When you receive medical services from a medical provider in Arkansas, you probably wonder how they determine the charges and bill you for the services rendered. The process typically involves the following steps:
When you go for a medical consultation or treatment, the healthcare provider will first verify your health insurance coverage to determine if it falls under the in-network or out-of-network category with your insurance company. This crucial step is taken to ensure that you and the healthcare provider have a clear understanding of the extent of your coverage, as well as any out-of-pocket expenses that you might have to bear, such as co-payments or deductibles.

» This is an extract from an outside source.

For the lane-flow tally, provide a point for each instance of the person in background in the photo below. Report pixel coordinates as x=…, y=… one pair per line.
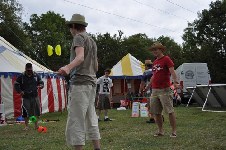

By double-checking your insurance information, you can rest assured that your rights are being protected and that you are receiving the benefits you are entitled to.
Submitting Your Claim
After you receive medical services, the healthcare provider will send a claim to your insurance company with a detailed report of the services provided. The report will include information such as the diagnosis, procedures done, and associated costs of the services rendered.
Process Your Insurance
After you file a claim with your insurance company, they will carefully review it and determine how much they will cover based on the specific terms and conditions outlined in your policy. This process takes into account numerous factors, including deductibles, copayments, and coverage limits.
Once the insurance company has approved the claim, they will then issue payment to the medical provider for the approved amount. Keep in mind that the process can vary depending on the specific policy and insurance company involved.
Explanation of Your Benefits and Responsibilities
Once the insurance company has fulfilled its obligation, you will receive a comprehensive explanation of benefits (EOB) statement that will break down the amount covered and non-covered by the insurance. However, any unpaid balance directly falls under your responsibility to settle with the healthcare provider.